3 Collaboration Tools Startups Pick for the Long Haul

When I started asking the teams at various startups what tools they use for collaborating on and managing longer-term projects, I was surprised by the sheer number that responded with a configuration that included 37signals‘ products. Fully half of the responses I received included at least some usage of Basecamp or Backpack.
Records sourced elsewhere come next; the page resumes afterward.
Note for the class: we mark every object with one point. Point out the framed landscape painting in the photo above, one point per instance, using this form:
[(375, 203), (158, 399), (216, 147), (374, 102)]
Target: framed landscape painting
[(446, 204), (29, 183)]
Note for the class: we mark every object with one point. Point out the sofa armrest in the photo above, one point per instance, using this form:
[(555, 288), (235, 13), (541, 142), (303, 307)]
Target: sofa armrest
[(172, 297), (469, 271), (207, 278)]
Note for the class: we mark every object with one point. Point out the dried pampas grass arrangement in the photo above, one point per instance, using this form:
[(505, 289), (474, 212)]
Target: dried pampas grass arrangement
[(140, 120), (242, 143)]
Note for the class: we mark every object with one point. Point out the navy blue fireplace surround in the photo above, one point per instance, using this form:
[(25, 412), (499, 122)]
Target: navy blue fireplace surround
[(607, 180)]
37signals’ tools are very popular choices, but I also received several responses from startups that started out using Basecamp, but made the decision to switch to something else. I think that indicates that a lot of people are pretty familiar with Basecamp already, so in this list I’ll share three less-commonly used tools that different startups have chosen to use to collaborate, and the reasons why they use them:

  1. Redmine. Startup Gloto uses Redmine. VP Technology Tony Jacobs says, “The basic requirement is to make sure that each product, customer project, and internal project is tracked separately. The wiki (despite being a fairly weak implementation) is good enough to hold the stuff we need to see, and it will track documents and files in addition to wiki-formatted input. The related bug tracker is essentially a wiki for each bug as well, allowing richer links. We added [G]it as [an] SCM tool (in addition to our subversion repository), and Redmine integrates with both nicely. The key things that we looked for during the review is that the tool is actively maintained, reasonably stable, supports easy backup/restore operations (MySQL (s orcl) dump is the preferred method) and is easy to use. Having the tool look good was important too, because we expose this interface to our customers on occasion, and we always want to present a good face.”
  2. Producteev. SubMate co-founder Jonathan Benoudiz says, “At SubMate, we love Producteev because it’s really easy to master and provides a seamless workflow integration with the “Email-to-task” and the instant messenger integration (we use Gtalk (s goog) a lot). We all have iPhones (s aapl) and it’s pretty cool to be able to check how everything is going on at the office with the iPhone app when on the go. Sometimes when I commute, I have 15 minutes to spare and just have to launch the app and identify a quick task that I can complete from my iPhone. We are a young startup that grew from two to five in two months. With Producteev, we can just add new team members and told them to browse completed tasks to be more familiar with how the product evolved.”
  3. ScrumWorks. Unicast Director of Product Michael Tuminello says, “We use [ScrumWorks] with in-house and remote teams and have found it to be very effective. A web-based drag-and-drop UI lets individual team members take on daily tasks and track hours against them. On the product management/design side (where I am), a desktop client lets you enter, estimate and prioritize individual backlog items (work items). You can pull reports to see how the team is progressing against the project timeline, and it all ends up in a database. Our VP of engineering has been able to write custom code to pull the data and look at it in Excel (s msft) pivot tables for additional information outside the scope of ScrumWorks itself, like helping to determine the relative ROI of individual features.The Java client can be a bit kludgy, but overall it’s a very effective program, and Danube is very responsive to feedback.”

What collaboration tools do you use in your startup?